Two years after its introduction as “a new way of doing business” and the “future of subsea,” the Subsea Connect portfolio of applications and processes has provided Baker Hughes with serious traction in reshaping the subsea market, the company said during a recent webinar.
“If you look at some of the enablers that go into getting an oil field up and running, sometimes it’s that cost of capital that makes it very hard even though you know you can do something that is economical,” said Barbara Thompson, early engagement delivery manager for North and Latin America, during Baker Hughes’ Digital Coffee Break last week.
Though the industry is riding tailwinds in reducing breakeven costs for subsea development, Baker Hughes has focused on the applications and processes that influence 80% of subsea project development costs and value drivers.
“We want lower breakeven costs and have payback in five years or less. That’s the goal we’re aiming for so we can match some of the other parts of the world,” she said. “We’re not the largest part of the oil and gas segment, but we’re still very significant.”
The outcome-based approach integrates planning and risk management, new modular deepwater technology, innovative partnerships and digital tools to improve project economics and certainty. The connected series of technology enables Baker Hughes to better configure projects from concept to commission and from reservoir to topsides.
“The most significant changes have come from deepwater offshore because we’re increasing standardization, simplifying how we do a project and the technical designs, and we’re improving our supply chain. By having more standardized products, our supply chain is much easier to understand, introduce and maintain,” she said.
Thompson said reducing the economic development point by 30% for unsanctioned subsea projects with a breakeven between $10 a barrel (bbl) and $50/bbl, would unlock 16 billion barrels of reserves.
“That’s a significant number and by knowing that we can do this, we can keep extending the oil and gas projects of the future and keep this industry and all of our customers viable,” she said.
The application of the new approach has provided results in the North Sea offshore U.K., and has secured several contracts with Equinor in Norway.
In the North Sea, Subsea Connect transformed an uneconomic asset that had been stalled since 2015. For the case study, the company administered an independent assessment at the concept stage using Project Connect, which helps develop targeted project outcomes to optimize execution.
“Typically, a project will have a very structured and choppy method. We want to engineer the outcome from the beginning by looking at all the technology we have but also introducing partnerships and commercial models that might be enablers that may not have been there before.”
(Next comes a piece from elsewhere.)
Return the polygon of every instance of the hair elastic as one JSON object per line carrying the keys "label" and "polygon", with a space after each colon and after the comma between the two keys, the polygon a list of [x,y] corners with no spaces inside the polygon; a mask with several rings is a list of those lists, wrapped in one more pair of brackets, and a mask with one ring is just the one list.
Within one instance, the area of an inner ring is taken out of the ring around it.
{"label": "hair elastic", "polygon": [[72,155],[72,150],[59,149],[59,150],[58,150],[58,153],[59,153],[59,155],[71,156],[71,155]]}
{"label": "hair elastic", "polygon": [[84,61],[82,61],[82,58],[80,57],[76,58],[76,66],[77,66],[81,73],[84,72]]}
The analysis allowed Baker Hughes to exceed its 30% target and achieved a 50% reduction in capex—which improved the net present value by 200%—through the use of the technology. Another impacted economic includes a 65% improvement in IRR, and the company was able to reduce the breakeven from $30/bbl to $15/bbl for the undisclosed operator.
“This project transformed our thoughts about how we can impact the subsea oil and gas business,” Thompson said.
Another offshore project using the Subsea Connect model is Siccar Point Energy’s Cambo field asset located offshore Shetland Islands, which follows the same protocol as the North Sea case study.
“We integrated from the beginning with our services on the reservoir and our SURF [subsea umbilicals, risers and flowlines] installer, then we put together what we knew on the subsea system,” Thompson said. “They were very happy because we engaged them from the beginning, found a way to help enable the project commercially, and we provided equipment that overall lowered the cost of development.”
Baker Hughes has also impacted the topside footprint with over 1,400 unit upgrades globally, Thompson said. This included gas turbines, centrifugal and reciprocating compressors, steam turbines, control panels and FCC hot gas expanders.
“With all of these we have extended their life, improved their availability and uptime, reduced emissions and reduced the controls that we’re required on actual intervention by people so that it can be all remote operations,” she said.
“By looking very comprehensively at a project all the way from the reservoir, through the subsea development and to the topsides, we have a new way of doing business.”